20. A method according to claim 17, wherein the protein is subjected to virus inactivation treatment.

21. The method according to claim 20, wherein the protein is a blood coagulation factor.

22. A method for the production of a protein, comprising a) culturing a cell line according to claim 16 under suitable conditions; and b) isolating the protein from the cell culture medium.

23. A method for the production of a protein of claim 22, wherein the protein is a blood coagulation factor.

24. A method according to claim 22, wherein the protein is blood coagulation factor VIII and step b) comprises purifying blood coagulation factor VIII in the presence of von Willebrand factor.

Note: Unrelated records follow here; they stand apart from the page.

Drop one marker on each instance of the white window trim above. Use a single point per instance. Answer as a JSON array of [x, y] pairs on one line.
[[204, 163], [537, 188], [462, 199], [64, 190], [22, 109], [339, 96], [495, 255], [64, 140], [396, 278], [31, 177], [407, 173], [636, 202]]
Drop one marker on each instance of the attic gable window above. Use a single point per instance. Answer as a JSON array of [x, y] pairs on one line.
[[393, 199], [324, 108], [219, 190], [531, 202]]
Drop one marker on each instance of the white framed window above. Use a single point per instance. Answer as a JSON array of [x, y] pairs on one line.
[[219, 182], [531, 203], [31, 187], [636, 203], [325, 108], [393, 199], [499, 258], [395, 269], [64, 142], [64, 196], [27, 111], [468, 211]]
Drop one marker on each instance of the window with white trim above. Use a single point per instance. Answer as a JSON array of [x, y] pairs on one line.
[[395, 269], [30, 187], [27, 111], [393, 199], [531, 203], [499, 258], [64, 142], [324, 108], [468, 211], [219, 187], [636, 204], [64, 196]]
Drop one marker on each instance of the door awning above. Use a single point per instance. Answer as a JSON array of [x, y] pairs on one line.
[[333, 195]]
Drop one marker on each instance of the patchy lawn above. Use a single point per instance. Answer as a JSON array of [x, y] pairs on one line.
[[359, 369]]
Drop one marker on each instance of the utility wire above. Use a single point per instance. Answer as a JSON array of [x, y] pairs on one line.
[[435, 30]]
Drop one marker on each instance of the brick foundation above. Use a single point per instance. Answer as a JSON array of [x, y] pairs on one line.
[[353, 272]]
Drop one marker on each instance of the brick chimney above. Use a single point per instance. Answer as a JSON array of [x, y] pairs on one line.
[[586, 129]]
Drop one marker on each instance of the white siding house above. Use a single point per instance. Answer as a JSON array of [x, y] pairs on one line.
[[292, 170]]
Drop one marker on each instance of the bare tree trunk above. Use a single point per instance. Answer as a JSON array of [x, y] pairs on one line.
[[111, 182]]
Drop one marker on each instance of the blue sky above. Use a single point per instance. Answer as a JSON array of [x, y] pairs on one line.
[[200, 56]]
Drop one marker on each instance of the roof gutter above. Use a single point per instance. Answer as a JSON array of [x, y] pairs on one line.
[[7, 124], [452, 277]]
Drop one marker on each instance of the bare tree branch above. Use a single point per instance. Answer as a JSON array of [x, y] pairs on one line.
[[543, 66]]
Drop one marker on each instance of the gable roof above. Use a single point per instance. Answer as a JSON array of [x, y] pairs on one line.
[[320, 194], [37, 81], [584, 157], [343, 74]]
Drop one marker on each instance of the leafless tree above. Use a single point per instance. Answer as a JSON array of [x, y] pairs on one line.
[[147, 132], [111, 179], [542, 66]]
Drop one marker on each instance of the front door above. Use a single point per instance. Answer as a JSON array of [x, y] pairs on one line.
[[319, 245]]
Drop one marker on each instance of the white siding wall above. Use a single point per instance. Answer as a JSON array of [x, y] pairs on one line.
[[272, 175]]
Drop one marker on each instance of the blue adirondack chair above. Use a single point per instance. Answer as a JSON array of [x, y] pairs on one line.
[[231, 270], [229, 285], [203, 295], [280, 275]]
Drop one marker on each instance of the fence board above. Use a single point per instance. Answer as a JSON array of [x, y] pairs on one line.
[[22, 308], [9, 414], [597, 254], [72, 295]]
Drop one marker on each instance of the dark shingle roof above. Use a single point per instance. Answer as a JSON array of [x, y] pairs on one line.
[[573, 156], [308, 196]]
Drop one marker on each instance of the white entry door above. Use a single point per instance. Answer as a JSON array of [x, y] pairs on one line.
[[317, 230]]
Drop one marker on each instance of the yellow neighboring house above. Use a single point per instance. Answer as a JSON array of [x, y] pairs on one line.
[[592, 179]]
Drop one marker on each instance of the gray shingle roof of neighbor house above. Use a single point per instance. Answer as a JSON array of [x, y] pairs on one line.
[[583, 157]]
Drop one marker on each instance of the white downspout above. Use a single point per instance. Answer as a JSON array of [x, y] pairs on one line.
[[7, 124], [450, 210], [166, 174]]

25. A method according to claim 22, wherein the protein is subjected to virus inactivation treatment.

26. The method according to claim 25, wherein the protein is a blood coagulation factor.

27. A method of treating hemophilia A or hemophilia B in an individual comprising administering to said individual a medicament comprising a population of human endothelial cells according to claim 8.

28. The method according to claim 27, wherein said human endothelial cells secrete human blood coagulation factor VIII and said individual suffers from hemophilia A.

29. A method of treating a disorder affecting the cardiovascular system in an individual comprising administering to said individual a population of human endothelial cells according to claim 8.

30. The method according to claim 29, wherein the disorder is selected from the group consisting of cardiac failure, acute heart disease, and chronic heart disease.

31. A pharmaceutical composition comprising a population of human endothelial cells according to claim 8.